MH17:Mum Stays Strong For Sake Of Kids

Pic:NSTPic:NSTBINTULU: HOUSEWIFE Simbut Kedit went through a lifetime of hardship but nothing has prepared her for what lies ahead.

The mother of three will have to live without her husband, Meling Mula, one of 298 people on board Malaysia Airlines flight MH17.

Simbut, 39, knows, however, that she has to be strong for the sake of her children, sons Gabriel, 8, and Benedict, 15, and daughter Maryline, 18.

The family live in a two-room apartment at a resettlement area for squatters in Sungai Plan, Tanjung Kidurong, here.

Since the downing of MH17 over eastern Ukrainian on July 17, the family have kept to themselves at home, waiting for news of Meling.

“It has been a long wait. Even the days feel longer,” said Simbut, adding that she had been contacted a few times by officials from Malaysia Airlines and the government. So far, they have not received any information on Meling.

For a week or so, family members and friends kept Simbut and the children company and prayed with them.

They also helped check for news on the tragedy and helped them with their routines.

“It has been more than a month, and once in a while, we would get visits or calls, but there have been no new developments. We pray among ourselves — the children, myself and some close relatives — every day,” she said.

“I also saw the arrival of the (remains of the) victims and the national mourning day on television. It’s so sad,” she said of the return of the first of 20 remains of the 43 Malaysian MH17 victims.

Sitting in her living room where an enlarged photograph of Meling sits on a makeshift altar with two lit candles, Simbut said her husband was a responsible provider.

“We first moved to Sungai Plan when Maryline was still small and built a house.

“We moved here because our relatives were here, too.”

Meling was from Sepaoh in Betong, while Simbut was from Sungai Arip in Balingian before they got married 19 years ago.

“He worked many jobs, from lorry driver to construction worker. Whatever work he could get to earn money for the family. Things got better over the years, but now, I guess things will be different.”

Three years ago, Meling was offered a job as a scaffolder on an offshore rig off Venezuela with a group of other Sarawakians.

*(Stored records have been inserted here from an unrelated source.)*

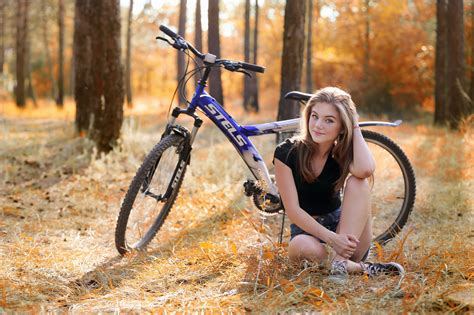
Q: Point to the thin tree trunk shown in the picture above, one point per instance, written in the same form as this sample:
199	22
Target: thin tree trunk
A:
215	82
255	104
182	32
72	76
31	88
109	82
60	98
128	74
471	92
457	102
198	32
82	55
2	34
292	60
247	80
309	49
44	16
21	33
440	63
367	42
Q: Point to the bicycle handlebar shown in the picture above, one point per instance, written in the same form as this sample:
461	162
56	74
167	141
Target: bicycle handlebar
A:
168	32
181	44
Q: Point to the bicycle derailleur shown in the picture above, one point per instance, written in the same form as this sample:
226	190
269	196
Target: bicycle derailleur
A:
266	203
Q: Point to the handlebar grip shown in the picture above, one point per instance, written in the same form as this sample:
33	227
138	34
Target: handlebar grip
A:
168	32
252	67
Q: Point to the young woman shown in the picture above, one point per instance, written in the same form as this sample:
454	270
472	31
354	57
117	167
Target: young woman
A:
311	170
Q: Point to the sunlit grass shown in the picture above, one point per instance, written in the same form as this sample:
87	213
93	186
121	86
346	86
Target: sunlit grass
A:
59	203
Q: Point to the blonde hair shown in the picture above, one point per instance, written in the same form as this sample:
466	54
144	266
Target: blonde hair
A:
342	151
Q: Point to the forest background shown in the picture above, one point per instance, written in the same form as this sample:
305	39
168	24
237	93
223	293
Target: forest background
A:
58	191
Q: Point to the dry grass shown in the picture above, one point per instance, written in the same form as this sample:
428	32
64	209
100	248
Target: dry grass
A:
59	203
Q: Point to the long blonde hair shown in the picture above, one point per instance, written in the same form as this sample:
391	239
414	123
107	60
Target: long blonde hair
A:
343	147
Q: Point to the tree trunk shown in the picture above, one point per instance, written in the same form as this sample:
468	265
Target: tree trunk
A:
215	83
60	98
31	88
247	80
107	76
309	49
2	34
254	85
292	60
128	74
457	101
198	34
181	61
471	92
367	43
21	37
82	55
440	63
44	15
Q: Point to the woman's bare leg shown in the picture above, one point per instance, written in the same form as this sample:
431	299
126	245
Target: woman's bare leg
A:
306	247
356	219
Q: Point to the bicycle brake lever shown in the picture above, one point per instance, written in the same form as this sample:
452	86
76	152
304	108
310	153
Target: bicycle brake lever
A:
245	72
164	39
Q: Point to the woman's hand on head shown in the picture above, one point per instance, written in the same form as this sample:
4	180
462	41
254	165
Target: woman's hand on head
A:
355	118
344	244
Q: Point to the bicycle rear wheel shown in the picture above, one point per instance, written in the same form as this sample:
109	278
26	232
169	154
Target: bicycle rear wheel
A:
151	194
394	187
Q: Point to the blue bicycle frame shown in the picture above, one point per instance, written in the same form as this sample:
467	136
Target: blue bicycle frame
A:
239	135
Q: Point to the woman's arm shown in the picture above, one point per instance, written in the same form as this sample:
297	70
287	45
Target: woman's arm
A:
343	244
363	164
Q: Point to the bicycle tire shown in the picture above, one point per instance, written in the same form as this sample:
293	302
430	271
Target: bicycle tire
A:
409	181
151	166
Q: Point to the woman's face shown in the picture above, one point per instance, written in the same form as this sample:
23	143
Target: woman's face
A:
324	123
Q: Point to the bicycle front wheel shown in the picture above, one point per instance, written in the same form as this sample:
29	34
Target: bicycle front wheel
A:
394	187
151	194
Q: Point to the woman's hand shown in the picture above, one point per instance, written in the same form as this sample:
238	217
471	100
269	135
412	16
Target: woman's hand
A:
344	244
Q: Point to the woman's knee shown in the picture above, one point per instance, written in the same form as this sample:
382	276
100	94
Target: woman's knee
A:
306	247
357	184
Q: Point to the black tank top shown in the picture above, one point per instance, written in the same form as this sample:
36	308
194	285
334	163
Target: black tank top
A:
318	197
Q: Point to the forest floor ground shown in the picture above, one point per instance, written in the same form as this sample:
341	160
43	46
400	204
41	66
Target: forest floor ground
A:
59	203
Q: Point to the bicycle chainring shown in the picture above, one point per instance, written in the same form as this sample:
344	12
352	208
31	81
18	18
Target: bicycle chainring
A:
265	206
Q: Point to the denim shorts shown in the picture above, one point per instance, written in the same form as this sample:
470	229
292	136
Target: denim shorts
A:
329	221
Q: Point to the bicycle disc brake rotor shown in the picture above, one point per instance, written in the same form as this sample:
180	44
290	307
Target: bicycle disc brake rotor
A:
149	200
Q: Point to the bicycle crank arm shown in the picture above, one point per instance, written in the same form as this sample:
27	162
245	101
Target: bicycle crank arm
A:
158	198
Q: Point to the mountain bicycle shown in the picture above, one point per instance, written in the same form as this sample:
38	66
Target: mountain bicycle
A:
155	186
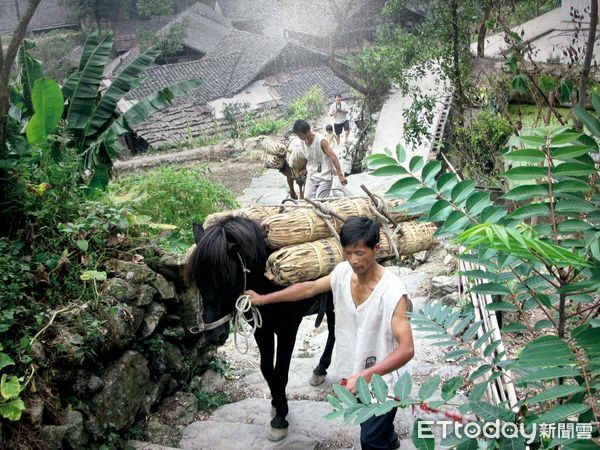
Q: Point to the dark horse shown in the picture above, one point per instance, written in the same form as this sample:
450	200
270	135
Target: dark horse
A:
229	257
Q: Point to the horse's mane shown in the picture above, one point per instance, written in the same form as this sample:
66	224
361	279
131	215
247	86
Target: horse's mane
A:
214	263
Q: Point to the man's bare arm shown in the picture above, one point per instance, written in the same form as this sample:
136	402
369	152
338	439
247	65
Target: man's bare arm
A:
293	293
401	355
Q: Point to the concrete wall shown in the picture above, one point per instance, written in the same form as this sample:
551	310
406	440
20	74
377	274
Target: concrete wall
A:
583	6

He would return two or three times a year to spend a month with the family before going back to work.

Simbut said the children, especially Benedict and Maryline, were really sad in the first few days following news of the crash, but “they are better now”.

Gabriel, who cuddled Simbut during the interview with the New Sunday Times, seemed oblivious to what has happened and even replied that he wanted to become a pilot when he grew up.

“He is used to not having his father around much, but I think he knows Meling is not coming back.”